Monday, March 09, 2015

A quick note from Philadelphia

The timing is so unlikely as to be actively confusing: my brother M. and I were already talking, in the car down here this morning, about how hard it will be to explain.

Our mother's husband Jim died two weeks ago.

On Friday, I got very worried when my father didn't answer our usual end-of-week phone call. I emailed him in case his phone had accidentally turned itself off, but I didn't hear back from him in either medium. Wrote another email saying I'd try the next afternoon instead.

I was so tired I went to bed at 7, slept till midnight, was up for a few hours and then slept again - made it to Chelsea Piers for my beloved 10am spin, then came home and went back to bed.

(Have been operating in huge fatigue hole. Common for this time of the school year.)

When I woke up in the late afternoon, I was suddenly consumed with alarm that there was still no email response. This is very unusual. And yet one must respect the autonomous habits and preferences of another human being?

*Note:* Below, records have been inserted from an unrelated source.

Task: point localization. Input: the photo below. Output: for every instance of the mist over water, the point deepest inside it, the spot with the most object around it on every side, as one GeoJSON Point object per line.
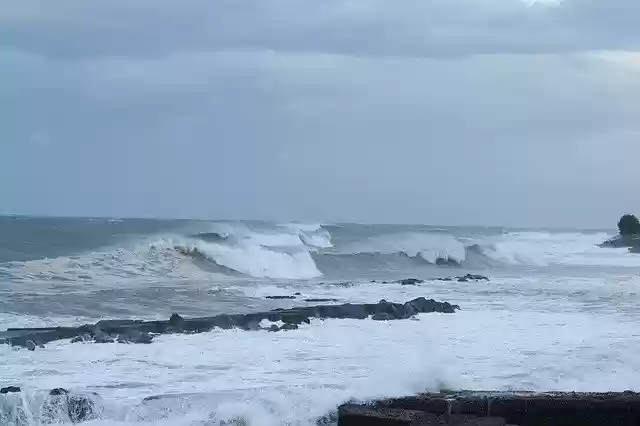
{"type": "Point", "coordinates": [559, 313]}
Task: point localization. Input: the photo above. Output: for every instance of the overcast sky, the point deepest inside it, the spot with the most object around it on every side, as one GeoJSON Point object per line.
{"type": "Point", "coordinates": [507, 112]}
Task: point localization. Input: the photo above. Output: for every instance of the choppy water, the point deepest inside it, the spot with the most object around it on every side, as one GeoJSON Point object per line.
{"type": "Point", "coordinates": [559, 313]}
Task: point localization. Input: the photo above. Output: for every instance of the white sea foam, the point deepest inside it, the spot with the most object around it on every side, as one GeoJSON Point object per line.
{"type": "Point", "coordinates": [429, 246]}
{"type": "Point", "coordinates": [545, 248]}
{"type": "Point", "coordinates": [293, 377]}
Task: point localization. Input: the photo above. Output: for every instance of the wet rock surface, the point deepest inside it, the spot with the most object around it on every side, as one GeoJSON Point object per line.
{"type": "Point", "coordinates": [497, 408]}
{"type": "Point", "coordinates": [143, 332]}
{"type": "Point", "coordinates": [59, 406]}
{"type": "Point", "coordinates": [463, 278]}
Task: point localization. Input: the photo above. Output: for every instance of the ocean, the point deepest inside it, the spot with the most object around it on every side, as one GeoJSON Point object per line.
{"type": "Point", "coordinates": [558, 313]}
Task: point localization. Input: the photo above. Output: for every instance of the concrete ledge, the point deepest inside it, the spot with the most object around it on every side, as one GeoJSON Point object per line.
{"type": "Point", "coordinates": [498, 408]}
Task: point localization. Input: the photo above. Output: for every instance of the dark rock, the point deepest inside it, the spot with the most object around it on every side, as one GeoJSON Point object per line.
{"type": "Point", "coordinates": [383, 316]}
{"type": "Point", "coordinates": [476, 277]}
{"type": "Point", "coordinates": [410, 281]}
{"type": "Point", "coordinates": [135, 337]}
{"type": "Point", "coordinates": [176, 321]}
{"type": "Point", "coordinates": [498, 409]}
{"type": "Point", "coordinates": [289, 326]}
{"type": "Point", "coordinates": [114, 326]}
{"type": "Point", "coordinates": [622, 241]}
{"type": "Point", "coordinates": [629, 225]}
{"type": "Point", "coordinates": [251, 326]}
{"type": "Point", "coordinates": [293, 318]}
{"type": "Point", "coordinates": [100, 336]}
{"type": "Point", "coordinates": [81, 408]}
{"type": "Point", "coordinates": [130, 331]}
{"type": "Point", "coordinates": [361, 415]}
{"type": "Point", "coordinates": [86, 337]}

I emailed B. with some rather frenetic thoughts and worries along these lines, and decided that it would not in fact be going overboard to call the Philadelphia police and ask if they could do a "welfare check." (The front desk person in his apartment building doesn't have keys or access to apartments and the maintenance workers, who do, don't work weekends.)

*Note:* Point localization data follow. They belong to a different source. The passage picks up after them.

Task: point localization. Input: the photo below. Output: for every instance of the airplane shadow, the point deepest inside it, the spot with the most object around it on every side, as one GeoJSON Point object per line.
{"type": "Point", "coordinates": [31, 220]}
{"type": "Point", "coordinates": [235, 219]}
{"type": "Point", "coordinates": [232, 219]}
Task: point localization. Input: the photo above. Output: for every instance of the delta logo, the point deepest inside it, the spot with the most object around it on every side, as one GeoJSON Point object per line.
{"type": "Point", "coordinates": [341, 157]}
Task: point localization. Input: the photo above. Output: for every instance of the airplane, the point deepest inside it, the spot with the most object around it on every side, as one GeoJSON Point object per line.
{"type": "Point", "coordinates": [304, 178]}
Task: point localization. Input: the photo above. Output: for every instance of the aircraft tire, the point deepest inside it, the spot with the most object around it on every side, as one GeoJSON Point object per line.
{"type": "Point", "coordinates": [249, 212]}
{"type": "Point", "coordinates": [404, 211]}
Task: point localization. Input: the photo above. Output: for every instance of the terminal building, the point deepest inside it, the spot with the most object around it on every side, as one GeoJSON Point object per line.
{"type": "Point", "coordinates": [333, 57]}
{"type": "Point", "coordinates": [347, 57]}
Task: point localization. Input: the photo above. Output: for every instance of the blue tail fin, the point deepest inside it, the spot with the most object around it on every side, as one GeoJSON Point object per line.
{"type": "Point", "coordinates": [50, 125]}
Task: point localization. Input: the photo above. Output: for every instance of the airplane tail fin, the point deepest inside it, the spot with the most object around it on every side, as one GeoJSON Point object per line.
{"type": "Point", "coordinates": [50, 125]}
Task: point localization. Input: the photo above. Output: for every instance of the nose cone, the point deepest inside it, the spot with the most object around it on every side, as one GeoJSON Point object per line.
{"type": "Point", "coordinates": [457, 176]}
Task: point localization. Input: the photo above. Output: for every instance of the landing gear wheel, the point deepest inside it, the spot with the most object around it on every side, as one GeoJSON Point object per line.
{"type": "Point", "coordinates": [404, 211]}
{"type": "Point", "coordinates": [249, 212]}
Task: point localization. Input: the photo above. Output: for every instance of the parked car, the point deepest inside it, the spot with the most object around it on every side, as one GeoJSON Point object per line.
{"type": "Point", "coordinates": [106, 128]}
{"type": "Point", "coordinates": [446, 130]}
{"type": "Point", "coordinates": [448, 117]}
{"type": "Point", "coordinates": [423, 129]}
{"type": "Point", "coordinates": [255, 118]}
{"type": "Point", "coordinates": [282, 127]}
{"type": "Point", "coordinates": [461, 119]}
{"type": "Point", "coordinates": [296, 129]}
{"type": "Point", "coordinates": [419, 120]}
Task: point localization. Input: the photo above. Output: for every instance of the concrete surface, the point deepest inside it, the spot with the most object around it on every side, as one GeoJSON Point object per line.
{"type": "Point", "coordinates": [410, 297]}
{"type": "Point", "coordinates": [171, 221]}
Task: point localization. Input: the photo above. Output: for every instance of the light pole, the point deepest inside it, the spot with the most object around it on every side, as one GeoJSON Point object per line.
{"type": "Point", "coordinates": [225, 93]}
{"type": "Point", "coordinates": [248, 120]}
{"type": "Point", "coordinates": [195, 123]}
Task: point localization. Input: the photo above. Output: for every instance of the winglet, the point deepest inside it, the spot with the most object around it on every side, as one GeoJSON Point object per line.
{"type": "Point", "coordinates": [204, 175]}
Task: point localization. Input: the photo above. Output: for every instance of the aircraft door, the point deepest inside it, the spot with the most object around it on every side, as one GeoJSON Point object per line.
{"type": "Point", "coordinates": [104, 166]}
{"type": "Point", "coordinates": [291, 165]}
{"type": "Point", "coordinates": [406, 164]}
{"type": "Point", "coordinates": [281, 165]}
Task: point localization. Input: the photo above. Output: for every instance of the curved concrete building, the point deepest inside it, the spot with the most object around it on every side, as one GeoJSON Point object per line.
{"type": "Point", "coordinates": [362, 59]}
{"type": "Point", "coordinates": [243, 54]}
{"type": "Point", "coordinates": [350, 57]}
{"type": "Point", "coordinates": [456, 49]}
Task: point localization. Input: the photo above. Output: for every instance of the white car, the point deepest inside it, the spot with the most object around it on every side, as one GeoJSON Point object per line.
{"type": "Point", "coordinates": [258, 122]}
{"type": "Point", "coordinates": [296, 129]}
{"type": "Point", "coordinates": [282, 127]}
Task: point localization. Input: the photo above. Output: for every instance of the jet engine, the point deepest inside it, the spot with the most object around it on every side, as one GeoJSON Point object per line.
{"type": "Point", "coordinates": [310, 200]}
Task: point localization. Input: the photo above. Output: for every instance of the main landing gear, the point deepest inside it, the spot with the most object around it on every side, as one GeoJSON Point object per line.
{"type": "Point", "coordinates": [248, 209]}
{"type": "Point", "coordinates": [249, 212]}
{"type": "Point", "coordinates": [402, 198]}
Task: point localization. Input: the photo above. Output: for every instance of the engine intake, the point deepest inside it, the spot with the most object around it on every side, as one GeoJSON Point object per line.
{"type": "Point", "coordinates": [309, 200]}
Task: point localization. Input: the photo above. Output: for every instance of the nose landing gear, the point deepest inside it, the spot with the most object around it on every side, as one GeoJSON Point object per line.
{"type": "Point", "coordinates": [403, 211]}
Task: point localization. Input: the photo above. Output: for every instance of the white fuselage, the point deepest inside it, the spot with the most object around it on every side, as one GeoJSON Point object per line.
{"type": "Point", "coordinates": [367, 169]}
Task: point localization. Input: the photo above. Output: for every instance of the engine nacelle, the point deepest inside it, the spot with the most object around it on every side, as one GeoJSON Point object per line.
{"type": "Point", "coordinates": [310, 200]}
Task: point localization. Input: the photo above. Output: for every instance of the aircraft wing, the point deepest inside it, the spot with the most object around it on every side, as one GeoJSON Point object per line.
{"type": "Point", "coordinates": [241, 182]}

That was 6:30. I was glued to the phone for the next three hours waiting for a call back, didn't want to pester. Finally I called around 9:30 and it emerged, after some transferring hither and thither, that really nobody had ever gone to the apartment. The woman on the phone promised to send an officer immediately and suggested that I call back in half an hour.

The officer called me back less than half an hour later. He was outside my father's apartment door, with no response. (It's not an option to break down doors in this sort of situation.) He was leaning towards going away again as there was no obvious next step.

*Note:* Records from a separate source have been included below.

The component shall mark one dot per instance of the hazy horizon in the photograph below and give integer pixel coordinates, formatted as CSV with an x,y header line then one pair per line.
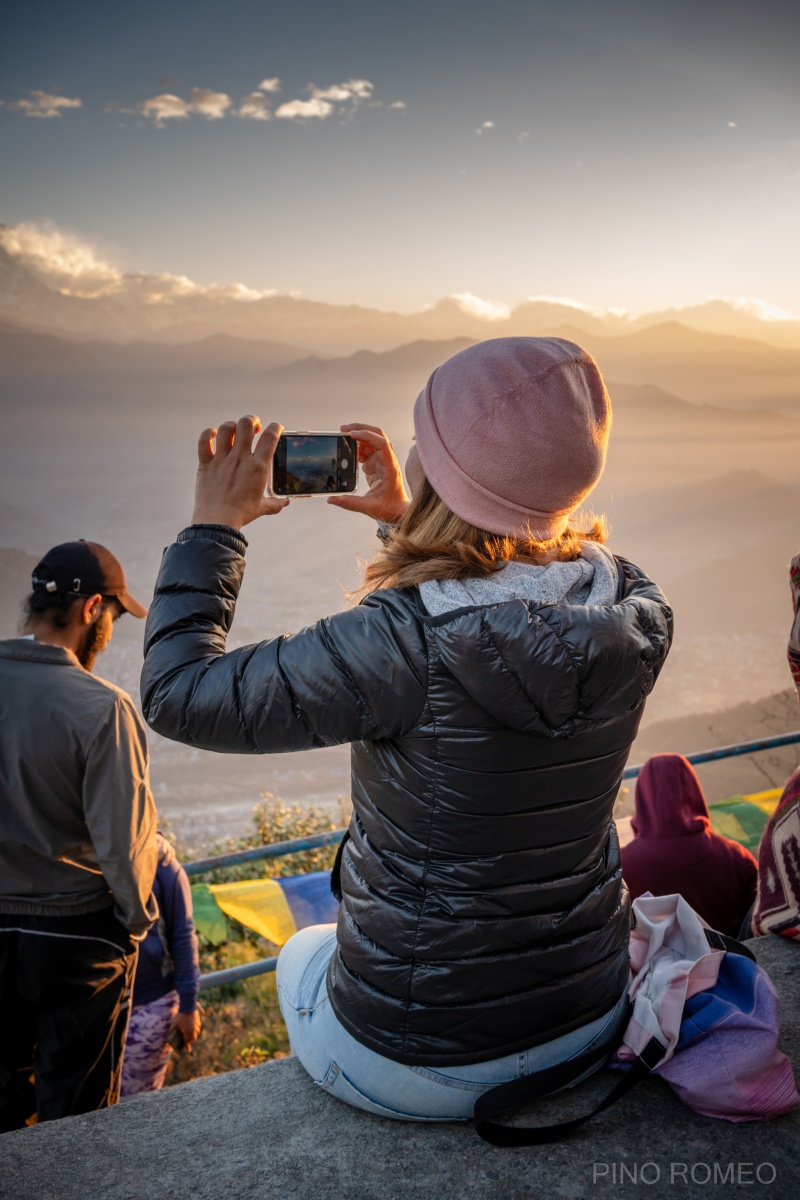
x,y
627,156
300,213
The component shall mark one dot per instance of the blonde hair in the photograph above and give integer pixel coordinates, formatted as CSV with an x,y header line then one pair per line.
x,y
431,543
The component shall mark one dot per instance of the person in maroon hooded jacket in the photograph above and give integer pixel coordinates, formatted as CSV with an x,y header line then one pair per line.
x,y
675,850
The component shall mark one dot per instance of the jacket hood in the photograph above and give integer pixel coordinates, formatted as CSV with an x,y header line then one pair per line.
x,y
669,801
555,670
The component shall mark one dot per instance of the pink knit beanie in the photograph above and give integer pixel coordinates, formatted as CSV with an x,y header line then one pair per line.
x,y
512,433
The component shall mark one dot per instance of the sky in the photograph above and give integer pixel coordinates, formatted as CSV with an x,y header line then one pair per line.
x,y
633,155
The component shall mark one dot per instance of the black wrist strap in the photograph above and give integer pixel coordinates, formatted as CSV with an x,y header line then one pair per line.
x,y
541,1084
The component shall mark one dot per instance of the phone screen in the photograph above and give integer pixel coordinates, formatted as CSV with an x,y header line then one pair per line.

I said a few words about my father as a person of regular habits, with life spent between home and work. The officer heard me and said he would go and try to find the off-site security people to let him in.

He called back a few minutes later with bad news.

My father's body was lying on the floor. He had been dead for some time.

That was about twenty-four hours ago. (Could there have been a worse night of the year to "spring forward"?)

There is no doubt that we will get through this. But I am still rather reeling, Job-like, at the latest turn of events....


  1. That's rotten, I am very sorry. It's not too long until the end of the semester...

  2. For "dead for some time" read "since Thursday". Readers should be clear that no amount of urgency could have helped.

  3. It is as Brent says - the medical examiner seemed fairly sure my father died Thursday night, and there is really no possibility that he was still alive when I was trying him at the end of the day on Friday.

  4. My condolences to you and your family, Jenny.

  5. My condolences. This is such a hard thing.

  6. Jenny, so very sorry for your recent losses.

  7. Jenny, so very sorry for your recent losses.

  8. Dear Jenny, this is so difficult. My heart is with you, your brother, and all those close to your father. If I am reading correctly, you have lost two men in two weeks. So much. In small graces, we can bless the officer who found your father.